For me, engagement with Indigenous students is more than knowing that it is important or performing a structural obligation. The practice of engagement is not about burdening Indigenous students with the question, ‘What do you know about Aboriginality?’ The process of the project invited them to engage with Country on their terms as Sovereigns.
Sovereignty isn’t a Western construct. It’s a word that in English is the bridge between practices. Non-Indigenous people have used Westphalian notions of Sovereignty for assertion of control and authority. On the other hand, Aboriginal pre-existing and continuing Sovereignties are about the relationships of authority and how that is organised around place.
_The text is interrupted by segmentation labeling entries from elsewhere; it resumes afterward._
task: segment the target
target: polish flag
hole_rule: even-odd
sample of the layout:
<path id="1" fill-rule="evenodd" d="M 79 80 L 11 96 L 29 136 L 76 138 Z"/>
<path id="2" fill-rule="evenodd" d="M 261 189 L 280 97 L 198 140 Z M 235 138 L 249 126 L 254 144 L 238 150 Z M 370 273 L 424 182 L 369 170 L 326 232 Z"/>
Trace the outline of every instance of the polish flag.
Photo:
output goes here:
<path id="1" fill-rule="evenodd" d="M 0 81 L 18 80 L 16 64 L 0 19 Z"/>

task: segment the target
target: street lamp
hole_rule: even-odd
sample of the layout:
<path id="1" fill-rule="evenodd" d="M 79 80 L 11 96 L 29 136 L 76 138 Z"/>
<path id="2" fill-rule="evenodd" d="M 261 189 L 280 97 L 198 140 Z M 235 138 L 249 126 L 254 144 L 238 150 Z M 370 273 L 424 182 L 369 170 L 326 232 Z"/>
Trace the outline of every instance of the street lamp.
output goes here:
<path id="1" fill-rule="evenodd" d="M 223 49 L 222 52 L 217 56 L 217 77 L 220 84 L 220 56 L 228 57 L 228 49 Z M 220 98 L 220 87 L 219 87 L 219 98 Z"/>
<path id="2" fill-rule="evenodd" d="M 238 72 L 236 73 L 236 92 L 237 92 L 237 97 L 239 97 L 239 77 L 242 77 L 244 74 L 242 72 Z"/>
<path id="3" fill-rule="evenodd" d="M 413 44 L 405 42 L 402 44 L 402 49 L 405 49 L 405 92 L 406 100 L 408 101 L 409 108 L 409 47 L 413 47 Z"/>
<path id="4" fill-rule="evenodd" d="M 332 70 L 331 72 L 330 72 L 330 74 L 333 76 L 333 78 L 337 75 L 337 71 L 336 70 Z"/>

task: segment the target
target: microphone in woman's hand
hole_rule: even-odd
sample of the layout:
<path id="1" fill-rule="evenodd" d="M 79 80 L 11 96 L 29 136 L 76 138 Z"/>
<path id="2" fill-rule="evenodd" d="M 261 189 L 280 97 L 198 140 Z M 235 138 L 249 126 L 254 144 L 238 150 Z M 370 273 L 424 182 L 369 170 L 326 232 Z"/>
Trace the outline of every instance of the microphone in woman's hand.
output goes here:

Sovereignty in the way that we use it here is the bridge between two ways of knowing. It’s about how we all relate to each other within a shared knowledge of place.
One cannot walk past Wurrunggi Biik: Law of the Land and it be rendered invisible. When you see the sculpture, you cannot help but be moved by it. It invites participation. I like to stop and watch other people’s reactions—there’s always a double take. In their busyness, people walk past the figure, but then they also notice that it’s not moving. I find the double take a powerful moment of real engagement of the viewer asking what the work is, beyond admiring it for its technical or aesthetic appeal. When you look down, you see how it has been put into the landscape. You notice the plating and the design of the plating that holds it in place. The bottom of the cloak is a representation of Bundjil, which is an invitation to be with place, with the knowledge of the conditions of which the welcome is made.
Pieces like this sculpture are designed to not merely represent, they’re designed to affect. Wurrunggi Biik: Law of the Land is a process of absolute affect.